Blottie contre lui, je me laisse aller à pleurer à chaudes larmes, une main collée à mon visage, l’autre agrippée à son t-shirt.
- Je suis pas très doué pour réconforter les gens ou même parler d’une manière générale… Mais je t’ai dit que j’étais là pour toi si tu avais besoin. Et là, clairement, tu as besoin. La situation a pas changé de ce point de vue-là, me dit-il tout en me caressant les cheveux.
C’est la première fois qu’il fait allusion à notre confession mutuelle. J’avoue être toujours bien trop paniquée pour penser aux conséquences de nous deux dans le même lit.

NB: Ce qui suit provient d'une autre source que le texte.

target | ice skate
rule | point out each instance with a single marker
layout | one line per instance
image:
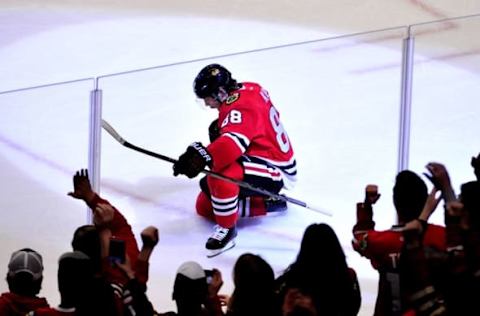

Voyant que je ne me calme pas, Zed continue :
- Et si, et je dis bien si, effectivement tu refais un cauchemar – je me crispe et le serre plus fort -, je serai là, conclut-il en posant sa tête sur la mienne. Maintenant, dors.
Je ferme les yeux mais je ne le lâche pas pour autant. Je devrais m’éloigner de lui : une alarme retentit au fond de moi à cause de sa proximité. Je la fais taire. Tout plutôt que de revivre mon cauchemar. Ses bras me donnent un lien avec la réalité. Et il doit le sentir quelque part car il ne desserre pas son étreinte. Je me laisse aller contre lui, fuyant mon cauchemar et le sommeil, tout en espérant m’endormir pour échapper à l’absurdité de la situation. Je sens sa chaleur à travers nos t-shirt respectifs. Son odeur et les battements de son cœur me bercent et, contre toute logique, me calment. Réfugiée dans ses bras, malgré la frontière ténue entre réconfort et inconfort, je finis par m’endormir.